National Lampoon’s Speedwrite Vacation
Apparently my body and my mind decided to stop communicating today and see what kind of new and interesting ways I could figure out to hurt myself. As if the muscle I’d strained in my arm last week wasn’t enough, today I managed to cause damage to my right ankle and my big old nose as well. It was not a banner day for the Clark’s motor skills.
It all began with a bang this morning when, as I was trying to get a recording cable from a box on the top shelf of a closet, my old computer keyboard toppled down and landed on the bone right above my ankle. I screamed in the early morning hour and tossed the keyboard across the room, but after a few minutes of agony it seemed to go away.
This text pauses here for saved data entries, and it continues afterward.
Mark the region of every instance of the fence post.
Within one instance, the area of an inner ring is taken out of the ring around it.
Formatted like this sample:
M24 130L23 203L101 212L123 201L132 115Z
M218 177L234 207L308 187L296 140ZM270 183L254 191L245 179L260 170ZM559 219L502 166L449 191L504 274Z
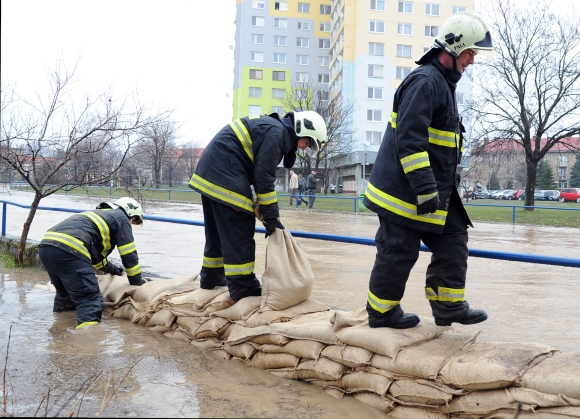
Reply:
M139 191L139 188L137 188L137 199L141 199L141 192Z
M516 223L516 206L512 207L512 224Z
M171 201L171 189L167 189L167 200Z
M353 202L353 204L354 204L354 212L356 212L356 200L357 199L358 199L358 197L354 198L354 202Z
M86 192L85 196L89 196L89 188L85 188L85 192Z
M6 202L2 203L2 237L6 236L6 210L8 205Z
Oh, how awfully wrong that assumption would be.
I spent most of the morning recording songs from old audio cassettes to MP3 using my laptop, while I ripped albums I had on CD on the computer here in the office. When I got sick of the prolonged process of recording songs from tapes, I showered and went out to do some shopping.
I was in dire need of The Ataris’ album So Long Astoria, or whatever it’s called, and I drove to Newbury Comics and then Best Buy to get it. In addition to their killer original, “In This Diary” there is an amazingly cool cover of Don Henley’s “Boys of Summer.” They substitute my favorite lyric of all time, “...Out on the road today, I saw a Dead-head sticker on a Cadillac…” with the “...I saw a Black Flag sticker on a Cadillac…” and it’s just fucking brilliant.
There was grocery shopping to be done and this is where the second mishap of the day took place. As I was backing into a spot, I turned to my head to the left to make sure I’d parked in an actual parking space and I ended up slamming my nose right into my half-open window. Usually my window is fully open, you see. This was most unexpected. Though the pain would come and go for the rest of the day, it hurt the most right then and there and it seems to be okay now.
A third and minor mishap took place as I was bringing the groceries in. My arm, which I believe had mostly healed after last week’s strain, felt injured again. There is certainly no way I’m getting to exercize this week now. I am a fucking mess.
I believe this is all the will of God and/or the Fates who were pissed off at me for not hanging out with Jimmy yesterday. That is definitely what it was.